New-ish release: ADOM
ADOM is not new. In fact, ADOM has been around for literally decades. According to creator Thomas Biskup, ADOM (short for “Ancient Domains of Mystery”) is one of the Big Five roguelikes in existence, notable in large part for being the first roguelike to add to include “vibrant towns, NPC dialog, and quests” to the traditional, straightforward dungeon crawling that was the focus of its predecessors.
The narrative premise:
Deep in the mountainous ranges of the Drakalor Chain, Chaos has broken through into Ancardia and it’s up to you to decide the fate of the entire realm. You control a single character with a wildy varying set of skills, talents, spells and other abilities. Customized equipment makes each race/class combination a very different experience. Explore a mostly randomized underworld, fight monsters, loot treasures and uncover the many secrets lurking in the world of Ancardia.
So what’s “new-ish” about this? Well, y’see, ADOM had a successful Indiegogo campaign back in 2012 that allowed Biskup to expand it with lots of neat new features, including graphical tilesets and 3D support.

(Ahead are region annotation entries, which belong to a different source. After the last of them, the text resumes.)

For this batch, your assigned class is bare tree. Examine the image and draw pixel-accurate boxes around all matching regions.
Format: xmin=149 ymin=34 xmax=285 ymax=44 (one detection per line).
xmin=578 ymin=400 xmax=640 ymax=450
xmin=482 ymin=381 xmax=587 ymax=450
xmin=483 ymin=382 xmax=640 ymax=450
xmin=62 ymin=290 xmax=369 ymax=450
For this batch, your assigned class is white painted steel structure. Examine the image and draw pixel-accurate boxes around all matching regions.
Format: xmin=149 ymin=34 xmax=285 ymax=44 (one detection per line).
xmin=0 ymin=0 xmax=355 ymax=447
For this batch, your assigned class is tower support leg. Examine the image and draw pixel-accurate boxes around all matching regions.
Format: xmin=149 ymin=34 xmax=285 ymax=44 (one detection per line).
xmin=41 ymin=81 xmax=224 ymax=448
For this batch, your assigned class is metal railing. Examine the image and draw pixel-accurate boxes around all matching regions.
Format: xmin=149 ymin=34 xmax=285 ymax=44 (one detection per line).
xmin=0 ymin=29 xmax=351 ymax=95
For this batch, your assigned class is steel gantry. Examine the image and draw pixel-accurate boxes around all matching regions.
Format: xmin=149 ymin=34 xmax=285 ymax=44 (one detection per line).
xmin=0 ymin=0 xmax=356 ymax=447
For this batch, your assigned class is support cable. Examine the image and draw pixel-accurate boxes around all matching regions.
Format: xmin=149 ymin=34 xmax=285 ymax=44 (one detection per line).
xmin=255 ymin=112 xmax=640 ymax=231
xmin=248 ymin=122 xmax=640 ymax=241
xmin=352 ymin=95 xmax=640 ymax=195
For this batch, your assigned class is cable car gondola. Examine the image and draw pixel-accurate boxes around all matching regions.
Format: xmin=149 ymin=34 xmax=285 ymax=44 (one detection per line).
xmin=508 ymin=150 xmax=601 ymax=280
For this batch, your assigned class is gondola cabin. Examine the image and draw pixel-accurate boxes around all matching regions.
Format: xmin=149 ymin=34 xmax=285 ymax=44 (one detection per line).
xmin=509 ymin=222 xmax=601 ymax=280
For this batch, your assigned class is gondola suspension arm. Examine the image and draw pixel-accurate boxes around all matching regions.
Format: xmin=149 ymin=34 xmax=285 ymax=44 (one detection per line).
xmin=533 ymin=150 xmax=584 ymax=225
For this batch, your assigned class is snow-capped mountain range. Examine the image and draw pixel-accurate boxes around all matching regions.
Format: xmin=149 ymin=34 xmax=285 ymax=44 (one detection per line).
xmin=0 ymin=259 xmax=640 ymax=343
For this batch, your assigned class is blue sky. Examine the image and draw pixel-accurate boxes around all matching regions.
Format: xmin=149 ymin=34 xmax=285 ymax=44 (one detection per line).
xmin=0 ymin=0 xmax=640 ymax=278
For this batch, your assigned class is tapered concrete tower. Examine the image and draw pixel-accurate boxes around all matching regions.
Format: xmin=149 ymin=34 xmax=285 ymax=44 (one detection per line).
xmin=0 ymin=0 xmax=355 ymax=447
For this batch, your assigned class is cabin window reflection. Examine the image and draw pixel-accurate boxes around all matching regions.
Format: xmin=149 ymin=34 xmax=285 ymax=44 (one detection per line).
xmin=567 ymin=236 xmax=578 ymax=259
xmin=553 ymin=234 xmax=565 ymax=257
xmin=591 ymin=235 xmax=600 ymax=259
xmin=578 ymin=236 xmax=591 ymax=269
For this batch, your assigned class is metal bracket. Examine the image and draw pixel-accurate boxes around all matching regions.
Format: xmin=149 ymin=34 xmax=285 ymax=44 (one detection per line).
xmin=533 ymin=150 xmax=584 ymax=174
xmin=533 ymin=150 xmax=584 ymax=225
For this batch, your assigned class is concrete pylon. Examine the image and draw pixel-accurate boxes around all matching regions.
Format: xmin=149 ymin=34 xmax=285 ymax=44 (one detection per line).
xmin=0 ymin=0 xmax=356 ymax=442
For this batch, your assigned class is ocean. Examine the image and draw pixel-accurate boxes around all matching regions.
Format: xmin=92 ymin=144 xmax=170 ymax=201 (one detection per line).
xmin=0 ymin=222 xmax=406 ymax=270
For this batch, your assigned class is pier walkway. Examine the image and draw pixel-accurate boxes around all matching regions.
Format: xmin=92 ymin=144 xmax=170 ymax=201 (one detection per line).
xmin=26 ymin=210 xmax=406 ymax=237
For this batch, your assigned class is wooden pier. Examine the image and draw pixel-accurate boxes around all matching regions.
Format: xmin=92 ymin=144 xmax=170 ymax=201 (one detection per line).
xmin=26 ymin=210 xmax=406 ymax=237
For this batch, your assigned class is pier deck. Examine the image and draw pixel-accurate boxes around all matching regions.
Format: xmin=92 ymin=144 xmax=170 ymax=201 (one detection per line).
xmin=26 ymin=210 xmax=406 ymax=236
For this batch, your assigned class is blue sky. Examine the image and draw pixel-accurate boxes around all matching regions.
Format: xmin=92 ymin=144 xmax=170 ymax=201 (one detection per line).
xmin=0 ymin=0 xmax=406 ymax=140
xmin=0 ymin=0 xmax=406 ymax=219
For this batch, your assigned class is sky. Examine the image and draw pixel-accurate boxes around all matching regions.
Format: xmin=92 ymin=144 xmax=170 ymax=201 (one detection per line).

You can see the fancy new graphical presentation in ADOM’s new trailer:
So that’s that–this game is old as dirt, but the new version is, y’know, new. What’s more, after a whopping 20 years of active development, Biskup has just successfully concluded his campaign to get the game onto Steam, where it will presumably be available in short order. In the meantime, you can download the latest version of the game for free from this page. It comes in Windows, Mac OSX and Linux flavors.
Also, one last thing: even though I am manifestly terrible at roguelikes, I will be trying this one out in the near future! (And probably dying. And recording it. Sigh.)